In this case, petitioner has not stated what mental illness he suffers from or what medication medical personnel administered to him. In addition, petitioner has not explained how his mental illness or any side effects of his medication rendered him incapable of bringing this action within the statute of limitations period. Nor has petitioner indicated how being housed in administrative segregation units prevented him from filing a timely federal petition. In fact, petitioner has not submitted any evidence whatsoever to this court in support his bare allegations. Even his opposition to the pending motion to dismiss is unverified. In this regard, petitioner has not established, and the record does not reflect, any causal link between petitioner's alleged mental illness and involuntary medication on the one hand and his delay in filing this federal habeas action on the other hand.*fn1 See Gaston v. Palmer, 417 F.3d 1030, 1034-35 (9th Cir. 2005) (upholding a finding that equitable tolling was inapplicable where prisoner failed to show causal connection between physical and mental disabilities and inability to timely file petition), modified on other grounds by, 447 F.3d 1165 (9th Cir. 2006). See also, e.g., Jones v. Marshall, No. CV 09-0233 GHK (JTL), 2009 WL 2189892 at *9 n.13 (C.D. Cal. July 17, 2009) (rejecting claim for equitable tolling based on alleged mental illness because petitioner failed to establish that his mental condition was the "but for" cause of his failure to timely file a federal habeas petition); Wright v. Felker, No. 08-cv-2255 JM (PCL), 2009 WL 1396406 at *6-9 (S.D. Cal. May 18, 2009) (rejecting claim for equitable tolling based on alleged mental illness because petitioner failed to present medical evidence detailing his mental condition during the statute of limitations period).
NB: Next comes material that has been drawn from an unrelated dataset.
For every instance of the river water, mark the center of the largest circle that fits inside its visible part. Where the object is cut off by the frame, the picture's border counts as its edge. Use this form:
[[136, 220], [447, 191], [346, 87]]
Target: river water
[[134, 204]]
Petitioner also argues that he could not file a timely federal petition because of his inexperience with the law and his 4.0 grade level. However, it is well established that a lack of understanding of the law and the legal system is not grounds for equitable tolling. See, e.g., Raspberry v. Garcia, 448 F.3d 1150, 1154 (9th Cir. 2006) ("a pro se petitioner's lack of legal sophistication is not, by itself, an extraordinary circumstance warranting equitable tolling"); Hughes v. Idaho State Bd. of Corrs., 800 F.2d 905, 909 (9th Cir. 1986) (pro se prisoner's illiteracy and lack of knowledge of the law unfortunate but insufficient to establish cause).
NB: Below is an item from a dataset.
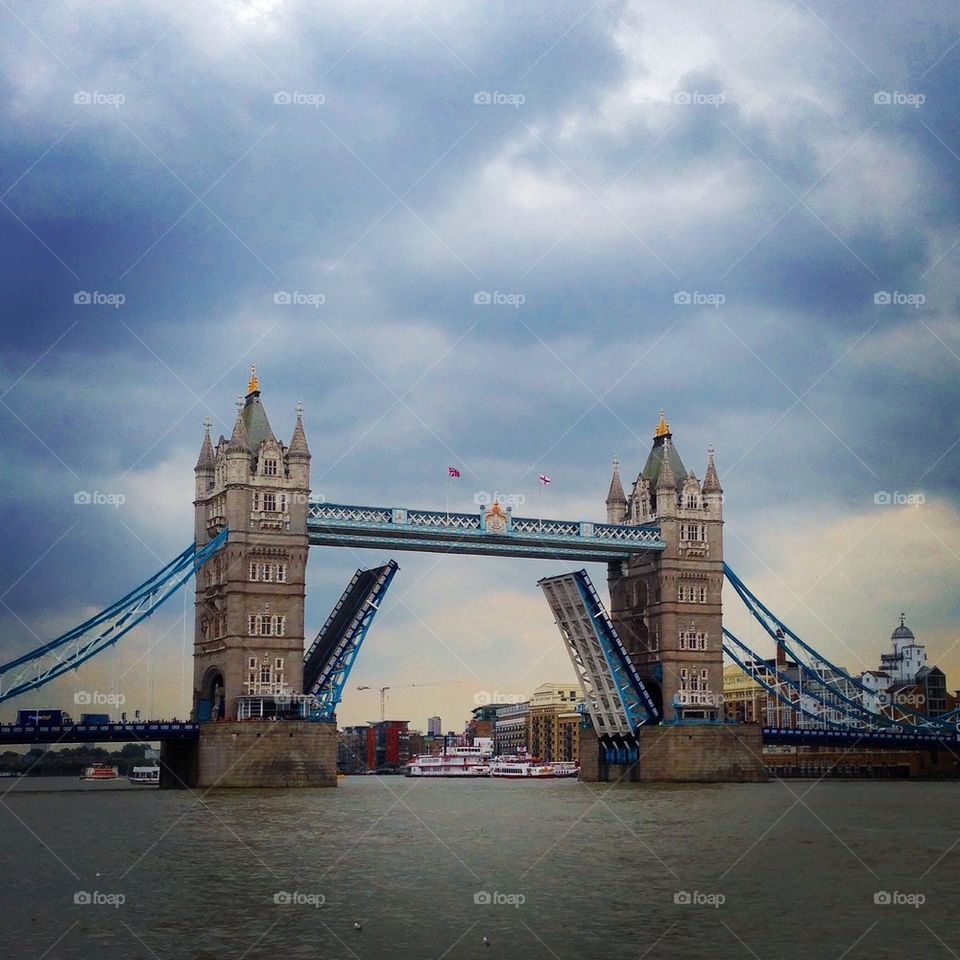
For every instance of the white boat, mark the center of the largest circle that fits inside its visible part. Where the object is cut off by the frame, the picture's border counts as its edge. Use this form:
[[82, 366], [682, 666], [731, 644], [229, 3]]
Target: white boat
[[145, 775], [472, 761], [100, 771], [520, 768]]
Accordingly, for the reasons discussed above, respondent's motion to dismiss should be granted, and petitioner's federal petition for writ of habeas corpus should be dismissed with prejudice.*fn2

CONCLUSION

Accordingly, IT IS HEREBY RECOMMENDED that:

1. Respondent's October 6, 2009 motion to dismiss (Doc. No. 38) be granted; and

2. This action be closed.

These findings and recommendations are submitted to the United States District Judge assigned to the case, pursuant to the provisions of 28 U.S.C. § 636(b)(l). Within twenty-one days after being served with these findings and recommendations, any party may file written objections with the court and serve a copy on all parties. Such a document should be captioned "Objections to Magistrate Judge's Findings and Recommendations." Any reply to the objections shall be served and filed within fourteen days after service of the objections. The parties are advised that failure to file objections within the specified time may waive the right to appeal the District Court's order. Martinez v. Ylst, 951 F.2d 1153 (9th Cir. 1991).